Accounts Merge medium

Problem Statement

Given a list of accounts where each account contains a list of emails, merge all accounts with the same email address. The accounts' emails must be grouped so that no two accounts share the same email address. Each account's first email is its name, and it is guaranteed that each email only appears in at most two accounts.

For example, input: accounts = [["John", "johnsmith@mail.com", "john00@mail.com"], ["John", "johnnybravo@mail.com"], ["John", "johnsmith@mail.com", "john_newyork@mail.com"], ["Mary", "mary@mail.com"]]

Output: [["John", "john00@mail.com", "johnnybravo@mail.com", "johnsmith@mail.com", "john_newyork@mail.com"], ["Mary", "mary@mail.com"]]

Example 1

Input: accounts = [["John", "johnsmith@mail.com", "john00@mail.com"], ["John", "johnnybravo@mail.com"], ["John", "johnsmith@mail.com", "john_newyork@mail.com"], ["Mary", "mary@mail.com"]] Output: [["John", "john00@mail.com", "johnnybravo@mail.com", "johnsmith@mail.com", "john_newyork@mail.com"], ["Mary", "mary@mail.com"]]

Example 2

Input: accounts = [["Gabe","Gabe0@m.co","Gabe3@m.co","Gabe1@m.co"],["Jona","Jona0@m.co","Jona1@m.co"],["Gabe","Gabe0@m.co","Gabe2@m.co"]] Output: [["Gabe","Gabe0@m.co","Gabe1@m.co","Gabe2@m.co","Gabe3@m.co"],["Jona","Jona0@m.co","Jona1@m.co"]]

Steps

  1. Create a graph: Use a graph (represented using a dictionary in C#) to connect emails that belong to the same account. The key will be an email address, and the value will be a list of email addresses connected to it.

  2. Perform Depth-First Search (DFS): Traverse the graph using DFS to find connected components. Each connected component represents a merged account.

  3. Merge accounts: For each connected component found in the DFS, collect all emails and construct the merged account list.

  4. Return merged accounts: Return the list of merged accounts.

Explanation

The core idea is to treat the problem as a graph problem. Each email address is a node, and an edge exists between two emails if they appear in the same account. By performing DFS, we can group all connected nodes (emails) together, representing the merged accounts.

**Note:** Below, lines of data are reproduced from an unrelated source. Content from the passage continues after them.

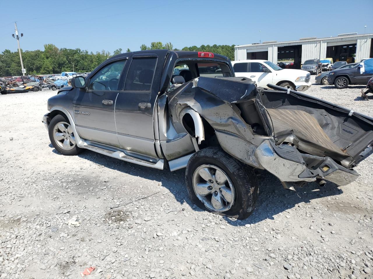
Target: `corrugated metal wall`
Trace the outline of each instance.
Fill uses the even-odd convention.
[[[277,64],[277,46],[273,45],[268,47],[268,60]]]
[[[246,48],[237,48],[234,50],[234,60],[245,60],[247,57],[246,54]]]
[[[302,63],[306,60],[318,58],[320,56],[320,45],[319,42],[307,42],[303,43],[302,45]],[[325,52],[326,46],[325,46]]]
[[[357,40],[356,44],[356,57],[355,61],[357,62],[364,58],[369,58],[370,54],[370,38],[360,39]]]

The first email in each input account is the name, which is preserved throughout the merging process.

Code

using System;
using System.Collections.Generic;
using System.Linq;

public class Solution {
    public IList<IList<string>> AccountsMerge(IList<IList<string>> accounts) {
        Dictionary<string, int> emailToId = new Dictionary<string, int>();
        Dictionary<int, string> idToName = new Dictionary<int, string>();
        Dictionary<int, List<int>> graph = new Dictionary<int, List<int>>();
        int idCounter = 0;

        // Create the graph
        foreach (var account in accounts) {
            string name = account[0];
            int firstEmailId = -1;
            for (int i = 1; i < account.Count; i++) {
                string email = account[i];
                if (!emailToId.ContainsKey(email)) {
                    emailToId[email] = idCounter;
                    idToName[idCounter] = name;
                    graph[idCounter] = new List<int>();
                    idCounter++;
                }
                int currentEmailId = emailToId[email];
                if (firstEmailId == -1) {
                    firstEmailId = currentEmailId;
                } else {
                    graph[firstEmailId].Add(currentEmailId);
                    graph[currentEmailId].Add(firstEmailId);
                }
            }
        }


        HashSet<int> visited = new HashSet<int>();
        List<IList<string>> result = new List<IList<string>>();

        // Perform DFS to find connected components
        foreach (int i in graph.Keys) {
            if (!visited.Contains(i)) {
                List<string> mergedAccount = new List<string>();
                DFS(graph, i, visited, mergedAccount);
                mergedAccount.Sort();
                mergedAccount.Insert(0, idToName[i]);
                result.Add(mergedAccount);
            }
        }
        return result;
    }

    // Depth-First Search function to find connected components
    private void DFS(Dictionary<int, List<int>> graph, int node, HashSet<int> visited, List<string> mergedAccount) {
        visited.Add(node);
        string email = FindEmail(node);
        mergedAccount.Add(email);
        foreach (int neighbor in graph[node]) {
            if (!visited.Contains(neighbor)) {
                DFS(graph, neighbor, visited, mergedAccount);
            }
        }
    }

    private string FindEmail(int id) {
        foreach(var kvp in emailToId){
            if(kvp.Value == id) return kvp.Key;
        }
        return "";
    }
}

Complexity

  • Time Complexity: O(E + V), where E is the number of edges (connections between emails) and V is the number of vertices (emails). This is dominated by the DFS traversal.
  • Space Complexity: O(E + V), primarily due to the graph data structure. In the worst case, all emails are connected.